Although President Obama signed orders to deploy 17,000 additional U.S. troops to Afghanistan, including 8,000 Marines, his thinking on the Afghan war has changed significantly.
It's no longer the gung-ho view of a surge-type operation routing al-Qaida's terrorists. The reinforcements also fall shy of the 30,000 troops requested by Gen. David McKiernan, the commander of U.S. forces in Afghanistan. The 30,000 would have doubled the U.S. force levels in a country of 35 million the size of France. Juggling troop requirements between two wars leaves one theater short-changed.
"Even with these additional forces," McKiernan warned, "I have to tell you that 2009 is going to be a tough year."
Al-Qaida is in the Federally Administered Tribal Areas, those seven tribal agencies under Pakistani sovereignty on the Afghan border, not in Afghanistan. But the more the United States keeps bombing al-Qaida's safe havens in the tribal areas with remote-controlled, unmanned Predators, the more civilians get killed, and the more the Taliban's politico-religious fanatics boost their stock in Pakistan proper.
Obama faced his first foreign hurdle on open-ended North Atlantic Treaty Organization commitments in Afghanistan Thursday when he made his first foreign visit to Canada. The Canadian Parliament had voted to pull out its 2,800 troops by 2011, and both Prime Minister Stephen Harper and Foreign Minister Lawrence Cannon made it clear that only another vote in a hostile Parliament could change that.
The only other two nations authorized to fight in Afghanistan — Britain and the Netherlands — are also under parliamentary pressure to wrap up their kinetic contributions by the end of 2011. CENTCOM commander, Gen. David H. Petraeus, believes the Brits will stick it out with the United States as long as it takes. Prime Minister Gordon Brown's entourage does not share Petraeus' confidence.
Obama also is asking the other NATO allies with kinetically impaired troops, whose parliaments voted to keep them out of harm's way, to contribute more soldiers. France, Germany, and Spain have declined. Italy, under conservative leader Silvio Berlusconi, has agreed to boost its Afghan contingent from 2,300 troops to 2,800. They are based near Herat, close to the Iranian border, and will be allowed to open fire against the Taliban only if the Group of Eight summit in July agrees. Not exactly an Italian call to action.

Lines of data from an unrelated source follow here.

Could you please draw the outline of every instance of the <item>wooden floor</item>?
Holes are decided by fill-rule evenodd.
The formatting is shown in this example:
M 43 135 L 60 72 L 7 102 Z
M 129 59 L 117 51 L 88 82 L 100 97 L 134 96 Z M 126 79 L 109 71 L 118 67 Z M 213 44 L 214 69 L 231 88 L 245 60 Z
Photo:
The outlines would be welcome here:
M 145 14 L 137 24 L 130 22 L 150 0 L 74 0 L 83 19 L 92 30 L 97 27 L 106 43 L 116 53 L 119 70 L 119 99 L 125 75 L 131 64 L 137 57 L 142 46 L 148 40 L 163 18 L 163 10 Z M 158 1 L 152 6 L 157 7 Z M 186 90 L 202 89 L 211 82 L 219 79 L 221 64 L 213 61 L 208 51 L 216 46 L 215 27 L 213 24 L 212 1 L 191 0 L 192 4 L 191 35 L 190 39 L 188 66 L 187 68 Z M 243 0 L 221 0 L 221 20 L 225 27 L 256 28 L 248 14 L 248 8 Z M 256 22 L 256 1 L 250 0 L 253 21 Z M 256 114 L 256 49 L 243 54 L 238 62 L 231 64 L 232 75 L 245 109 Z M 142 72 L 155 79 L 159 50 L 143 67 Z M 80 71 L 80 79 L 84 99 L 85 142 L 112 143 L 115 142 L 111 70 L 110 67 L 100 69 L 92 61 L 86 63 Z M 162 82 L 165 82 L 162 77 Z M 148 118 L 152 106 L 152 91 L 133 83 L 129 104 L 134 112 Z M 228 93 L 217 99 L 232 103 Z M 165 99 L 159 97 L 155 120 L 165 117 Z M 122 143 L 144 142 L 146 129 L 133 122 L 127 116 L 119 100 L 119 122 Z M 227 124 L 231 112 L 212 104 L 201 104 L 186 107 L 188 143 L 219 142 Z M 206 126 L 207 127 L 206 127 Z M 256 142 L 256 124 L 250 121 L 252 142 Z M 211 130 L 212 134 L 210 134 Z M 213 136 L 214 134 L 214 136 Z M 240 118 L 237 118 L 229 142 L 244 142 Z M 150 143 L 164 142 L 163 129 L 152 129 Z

Obama's main Afghan concern now is to avoid going into negotiations with "moderate" Taliban elements from a position of weakness. During an interview with the Canadian Broadcasting Corp. before his one-day visit to Ottawa, Obama indicated a shift in his Afghan strategy when he made clear diplomacy will now play a bigger role in U.S. efforts in Afghanistan.
"I am absolutely convinced," the president explained, "that you cannot solve the problem of Afghanistan, the Taliban, the spread of extremism in that region, solely through military means . . . We're going to have to use diplomacy. We're going to have to use development."
An immediate worry is the ability to defend Kabul, the Afghan capital, with NATO troops who are not authorized to fight. The first 3,000 U.S. reinforcements will be deployed around the city to thwart the Taliban's plans to stage a Tet-type offensive, which was when Viet Cong guerrillas infiltrated major Vietnamese cities in 1968. Even though defeated, the Viet Cong scored a major psychological victory that demoralized America's home front.
Afghan President Hamid Karzai keeps complaining about U.S. troops he says are turning the population against them by breaking into homes looking for Taliban guns and ammo, and killing any civilian who resists.
"They will get plenty of flowers and gratitude when we send them safely back home," Karzai said sarcastically.
After reading up on Afghan briefing papers, Obama concluded that Defense Secretary Robert Gates was only partly correct when he said, "There needs to be a three- to five-year plan for re-establishing control in certain areas, providing security for the population, going after al-Qaida, preventing the establishment of terrorism, better performance in terms of delivery of services to the people."
This tends to commingle the Taliban and al-Qaida. For Obama, they are two separate entities, and the split should be encouraged.
When talks take place, negotiations will be with the Taliban, not with al-Qaida. As for the $32 billion in U.S. economic aid to rebuild the country, there still are major cities with only two hours of electricity a day. But there are still powerful elements, both civilian and military, adamantly opposed to negotiations. They say we should be prepared to stick it out another 10 years if necessary.
But are the American people willing to go along? And doesn't the current financial and economic upheaval put a bit of a crimp on grandiloquent expressions of open-ended bravura? The next big debate will be about Taliban "reconcilables."